Комментарий |

Самый лучший спорт

О некоторых свойствах чайного гриба

Стоял прохладный, солнечный август девяносто третьего. На кухнях
царил чайный гриб, а старые трехлитровые банки, где он
гнездился, помнили телешабаши Чумака. На экранах ревели автогонки:
великий чемпион Прост обходил на круг дебютанта Шумахера. А
после гонок шли сериалы. Великие сериалы девяностых –
прекрасные одним тем, что были не про ментов.

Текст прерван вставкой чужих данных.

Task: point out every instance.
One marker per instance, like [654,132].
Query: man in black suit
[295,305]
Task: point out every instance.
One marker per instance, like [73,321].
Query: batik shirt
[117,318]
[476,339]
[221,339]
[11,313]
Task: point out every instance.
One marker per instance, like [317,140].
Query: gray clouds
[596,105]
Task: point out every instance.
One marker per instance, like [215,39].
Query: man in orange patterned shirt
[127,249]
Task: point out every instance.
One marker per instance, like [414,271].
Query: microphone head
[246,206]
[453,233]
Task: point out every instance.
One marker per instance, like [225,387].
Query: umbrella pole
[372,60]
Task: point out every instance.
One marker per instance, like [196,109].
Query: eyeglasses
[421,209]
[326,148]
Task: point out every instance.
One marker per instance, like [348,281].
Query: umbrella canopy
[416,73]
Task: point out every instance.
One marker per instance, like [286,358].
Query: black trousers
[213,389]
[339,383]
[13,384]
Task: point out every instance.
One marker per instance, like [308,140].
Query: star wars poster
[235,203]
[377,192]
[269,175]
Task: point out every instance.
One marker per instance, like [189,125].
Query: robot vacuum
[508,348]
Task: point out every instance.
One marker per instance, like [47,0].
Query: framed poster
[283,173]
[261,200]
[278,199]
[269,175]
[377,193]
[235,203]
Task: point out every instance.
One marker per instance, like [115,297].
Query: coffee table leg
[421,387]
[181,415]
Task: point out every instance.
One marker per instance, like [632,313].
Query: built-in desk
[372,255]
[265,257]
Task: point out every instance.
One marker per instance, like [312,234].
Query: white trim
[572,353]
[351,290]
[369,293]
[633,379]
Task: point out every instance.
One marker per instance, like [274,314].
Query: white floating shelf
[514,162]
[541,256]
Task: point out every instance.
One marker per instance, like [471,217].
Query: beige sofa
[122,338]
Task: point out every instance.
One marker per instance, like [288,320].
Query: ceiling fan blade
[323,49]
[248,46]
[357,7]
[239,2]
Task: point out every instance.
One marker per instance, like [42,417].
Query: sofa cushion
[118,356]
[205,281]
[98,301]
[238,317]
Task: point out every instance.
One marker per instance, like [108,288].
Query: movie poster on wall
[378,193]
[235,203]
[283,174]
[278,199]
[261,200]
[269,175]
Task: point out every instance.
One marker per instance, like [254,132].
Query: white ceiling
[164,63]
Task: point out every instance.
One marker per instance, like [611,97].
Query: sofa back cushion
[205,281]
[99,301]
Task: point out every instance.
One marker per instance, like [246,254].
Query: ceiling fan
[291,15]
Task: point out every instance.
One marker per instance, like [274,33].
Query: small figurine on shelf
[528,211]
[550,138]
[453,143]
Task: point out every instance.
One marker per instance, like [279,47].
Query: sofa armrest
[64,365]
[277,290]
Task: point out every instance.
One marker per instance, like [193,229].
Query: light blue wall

Переключив канал, вы рисковали нарваться на запись лекции недавно
умершего Гумилева: «…а гугеноты жили в устьях Луары… в
верховьях Гаронны…» – неповторимо картавил автор Этногенеза. «Итак…
протестанты говорили: все предопределено свыше. Католики
отвечали: нет, каждый имеет право на свободный выбор».

Настенный календарь 93 – большой Зодиак на фоне звездного неба. Он
провисел у меня лет пять, а по краям лепились вырезки из
газет, таблицы и графики. Таблицы вычерчивались от руки – судьба
автогонок интересовала меня всерьез. Уже очень скоро гонки
покинет Прост. Весной девяносто четвертого погибнут Айртон
Сенна и Курт Кобейн. Лекции Гумилева уйдут с экранов.
Останется календарь – свидетельствовать о непонятном и важном.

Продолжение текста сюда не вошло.